Quali sono le conseguenze della scarsità di neve a livello di disponibilità idrica per i mesi che arriveranno?
Soprattutto nelle aree alpine e appenniniche, ma anche per i grandi fiumi Italiani come il Po, la quantità d'acqua accumulata in neve durante l'inverno equivale fino al 60% o più del volume totale di acqua transitante nei fiumi. Non solo: l'acqua in neve fonde -- e quindi torna a essere disponibile per noi e per gli ecosistemi -- in un periodo dell'anno (la primavera e l'estate) in cui piove meno ma fa anche più caldo. E' proprio questo ruolo di "banca dell'acqua" che consente alle nostre società di sopravvivere ai periodi estivi. Un'assenza di neve oggi in montagna può implicare una riduzione di disponibilità idrica durante il periodo primaverile ed estivo. E' un problema che riguarda la nostra società, ma anche gli ecosistemi: la neve in montagna fonde lentamente, infiltrandosi nei terreni e quindi alimentando le radici degli alberi in un modo che la pioggia non fa. Meno neve in inverno significa meno acqua in primavera anche per le nostre foreste, che ne possono soffrire e, alla lunga, morire.
E questo cosa vuol dire, nello specifico, per il territorio appenninico?
A differenza delle Alpi, gli Appennini non hanno ghiacciai. Nelle Alpi, i ghiacciai possono aiutarci a superare un periodo di assenza di neve perchè costituiscono una seconda "banca dell'acqua" d'emergenza. Questo è il motivo per cui l'assenza di neve in aree Appenniniche è particolarmente importante da monitorare. In questo momento, in aree come quelle del Tevere montano abbiamo all'incirca un decimo della risorsa idrica nivale che ci aspetteremmo per questo periodo dell'anno. E' un paesaggio più tipico dell'inizio d'autunno piuttosto che il pieno inverno.
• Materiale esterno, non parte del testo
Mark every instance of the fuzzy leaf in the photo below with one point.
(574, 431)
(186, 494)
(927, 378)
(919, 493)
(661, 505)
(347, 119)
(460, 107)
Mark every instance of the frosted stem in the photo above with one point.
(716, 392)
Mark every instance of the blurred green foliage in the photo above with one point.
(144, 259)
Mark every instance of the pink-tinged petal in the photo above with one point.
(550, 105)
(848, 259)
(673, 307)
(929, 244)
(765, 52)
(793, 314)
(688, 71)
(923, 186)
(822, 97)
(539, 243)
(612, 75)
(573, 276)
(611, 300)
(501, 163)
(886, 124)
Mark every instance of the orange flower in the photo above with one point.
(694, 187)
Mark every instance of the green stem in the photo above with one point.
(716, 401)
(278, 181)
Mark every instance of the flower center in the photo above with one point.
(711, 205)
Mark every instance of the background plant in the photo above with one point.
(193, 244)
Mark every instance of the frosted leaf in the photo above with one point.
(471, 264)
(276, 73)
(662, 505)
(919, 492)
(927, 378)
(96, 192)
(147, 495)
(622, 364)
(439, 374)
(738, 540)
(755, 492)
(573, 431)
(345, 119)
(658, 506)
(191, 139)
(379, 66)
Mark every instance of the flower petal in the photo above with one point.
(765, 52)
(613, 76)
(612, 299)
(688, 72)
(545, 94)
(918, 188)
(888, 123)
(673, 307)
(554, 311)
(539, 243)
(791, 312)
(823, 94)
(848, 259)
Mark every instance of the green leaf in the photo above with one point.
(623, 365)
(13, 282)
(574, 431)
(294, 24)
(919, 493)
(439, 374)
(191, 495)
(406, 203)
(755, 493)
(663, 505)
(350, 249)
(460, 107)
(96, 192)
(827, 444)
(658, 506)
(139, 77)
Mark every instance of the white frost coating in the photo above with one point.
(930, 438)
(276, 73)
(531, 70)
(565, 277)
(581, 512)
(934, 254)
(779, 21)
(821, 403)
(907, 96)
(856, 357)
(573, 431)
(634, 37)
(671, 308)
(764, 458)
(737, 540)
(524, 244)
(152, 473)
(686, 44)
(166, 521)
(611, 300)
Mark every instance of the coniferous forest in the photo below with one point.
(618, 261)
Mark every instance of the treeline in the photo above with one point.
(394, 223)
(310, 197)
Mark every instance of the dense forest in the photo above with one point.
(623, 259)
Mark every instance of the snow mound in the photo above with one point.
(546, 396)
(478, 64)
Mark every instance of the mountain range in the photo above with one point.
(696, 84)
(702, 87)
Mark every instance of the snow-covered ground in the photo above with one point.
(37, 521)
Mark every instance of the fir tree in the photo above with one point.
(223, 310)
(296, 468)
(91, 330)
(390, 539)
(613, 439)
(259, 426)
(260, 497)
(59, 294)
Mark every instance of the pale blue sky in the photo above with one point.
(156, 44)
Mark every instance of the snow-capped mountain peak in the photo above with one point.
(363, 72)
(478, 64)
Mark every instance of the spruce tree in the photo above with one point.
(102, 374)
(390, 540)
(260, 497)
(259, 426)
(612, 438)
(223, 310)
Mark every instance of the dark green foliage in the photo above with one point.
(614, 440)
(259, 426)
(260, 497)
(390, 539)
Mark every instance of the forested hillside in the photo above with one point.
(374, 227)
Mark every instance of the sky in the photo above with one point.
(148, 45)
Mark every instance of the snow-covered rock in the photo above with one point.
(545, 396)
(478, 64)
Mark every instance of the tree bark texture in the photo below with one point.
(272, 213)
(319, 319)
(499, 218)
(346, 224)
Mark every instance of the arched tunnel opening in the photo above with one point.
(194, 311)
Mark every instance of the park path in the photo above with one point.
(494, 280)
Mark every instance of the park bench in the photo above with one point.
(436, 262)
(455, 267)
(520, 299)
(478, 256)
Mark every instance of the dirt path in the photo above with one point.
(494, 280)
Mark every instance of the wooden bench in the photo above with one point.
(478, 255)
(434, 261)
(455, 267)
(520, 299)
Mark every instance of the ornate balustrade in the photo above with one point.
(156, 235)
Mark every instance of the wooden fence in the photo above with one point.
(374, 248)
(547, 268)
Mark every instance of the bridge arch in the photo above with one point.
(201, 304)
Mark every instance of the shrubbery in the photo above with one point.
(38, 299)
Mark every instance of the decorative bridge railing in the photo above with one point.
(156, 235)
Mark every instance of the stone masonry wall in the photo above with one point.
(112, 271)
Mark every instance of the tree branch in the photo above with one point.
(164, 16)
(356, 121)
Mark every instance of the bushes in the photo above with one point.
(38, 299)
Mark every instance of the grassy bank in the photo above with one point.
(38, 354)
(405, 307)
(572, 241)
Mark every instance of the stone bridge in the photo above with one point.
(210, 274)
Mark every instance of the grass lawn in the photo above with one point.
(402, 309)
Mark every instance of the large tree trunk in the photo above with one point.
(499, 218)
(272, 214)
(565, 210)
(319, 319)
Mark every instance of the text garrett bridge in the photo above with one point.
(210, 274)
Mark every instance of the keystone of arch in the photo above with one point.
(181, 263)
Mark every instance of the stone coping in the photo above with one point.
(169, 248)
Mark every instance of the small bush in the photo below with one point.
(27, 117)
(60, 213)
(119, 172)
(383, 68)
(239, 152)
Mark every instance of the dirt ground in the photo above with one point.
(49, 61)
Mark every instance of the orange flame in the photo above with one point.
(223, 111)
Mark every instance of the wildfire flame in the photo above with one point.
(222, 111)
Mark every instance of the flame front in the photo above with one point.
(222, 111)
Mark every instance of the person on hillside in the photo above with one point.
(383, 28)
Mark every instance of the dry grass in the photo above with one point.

In parole povere, senza utilizzare numeri e concetti statistici, quanto è grave la situazione in cui ci troviamo?
La situazione è sicuramente da monitorare, ma siamo ancora a metà gennaio e, convenzionalmente, abbiamo ancora almeno un paio di mesi prima che la stagione di accumulo finisca e inizi invece la fusione del manto. Soprattutto sugli Appennini, come detto, abbiamo perso un paio di mesi e ci troviamo in una situazione più tipica dell'inizio dell'autunno. Gli Appenini vivono però anche di nevicate molto intense e a tratti improvvise, specialmente in questo periodo dell'anno. Quindi c'è sicuramente ancora un po' di tempo da questo punto di vista. Al di là della singola stagione, comunque, è importante tenere a mente che ciò che stiamo osservando è un trend direttamente collegabile al riscaldamento globale. Per il terzo anno di fila, osserviamo un deficit abbastanza persistente di risorsa idrica nivale in Italia, causato da scarsità di precipitazione, ma soprattutto elevate temperature. Si tratta di tendenze che caratterizzeranno anche gli anni futuri, a cui adattarsi ma anche da continuare a mitigare.